I’m trying to understand why my loss increases memory on GPU, I try every solution I found on internet (del, gc.convert()) but still increases…

def customized_loss(pred, target, x):
    '''
    This function takes the output of the model (pred), the target values (target), and the input of the model (x)
    There are two functions:
        - the first computes all jacobians of pred w.r.t x
        - the second calculate the regularizer with the jacobians founded

    Args :
        - pred : batch_size x num_classes matrix, is the output of model for input x
        - taget : batch_size x num_classes matrix, is the target values for x
        - x : batch_size x input_size, is the current batch

    Returns :
        - the customized loss, float
    '''
    def getJacobians(pred, x):
        '''
        This function will calculate the jacobians of the model (pred) w.r.t each instance in x

        Args :
            - pred : batch_size x num_classes matrix, is the output of model for input x
            - x : batch_size x input_size, is the current batch

            Returns :
            - the jacobians : batch_size x input_size x num_classes matrix

        '''
        jacobians = Variable(torch.zeros(batch_size, input_size, num_classes)).type(dtype)
        for x_ in range(batch_size):
            for jrc in range(len(jacobian_rows_construct)):
                pred[x_].backward(torch.Tensor([jacobian_rows_construct[jrc]]).type(dtype), create_graph=True)
                jacobians[x_, :, jrc] = x.grad[x_]
                x.grad.data.zero_()
        net.zero_grad()
        return jacobians

    def regularizer(jacobians):
        '''
        This function will calculate the regularizer, only using tensor operations,
        it'll use the indices founded before and the value of similarity for each indices.

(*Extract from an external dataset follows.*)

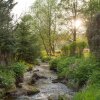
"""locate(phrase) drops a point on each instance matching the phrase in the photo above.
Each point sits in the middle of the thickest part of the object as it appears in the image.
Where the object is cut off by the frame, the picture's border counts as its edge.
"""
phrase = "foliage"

        First using gather we keep all derivatives we need, the we compute all norms,
        we multiply by our similarity vector and we sum all elements

        Args :
        - jacobians : 3D matrix, contains all jacobians for the current batch_size

        Returns :
        - the regularizer, float
        '''
        norms = torch.norm(jacobians.gather(1, ind_i)-jacobians.gather(1, ind_j),2,2)
        return (norms*similarities).sum()

    # calculate loss
    cost = criterion(pred, target)
    # calculate regularizer
    reg = regularizer(getJacobians(pred, x))

    # put them together and return
    return cost + jac.sum()

I think the problem comes from getJacobians but I don’t see where… In my trainig loop I have put del loss, outputs, batch_x, batch_y just after loss.backward().

Hey,
I’m having the same issue. I have to compute jacobians many times in loop.
Individual call to calculate jacobian is fast and not expensive, but when I use it in loop it slows down with every call even further.

Did you solve this problem by any chance?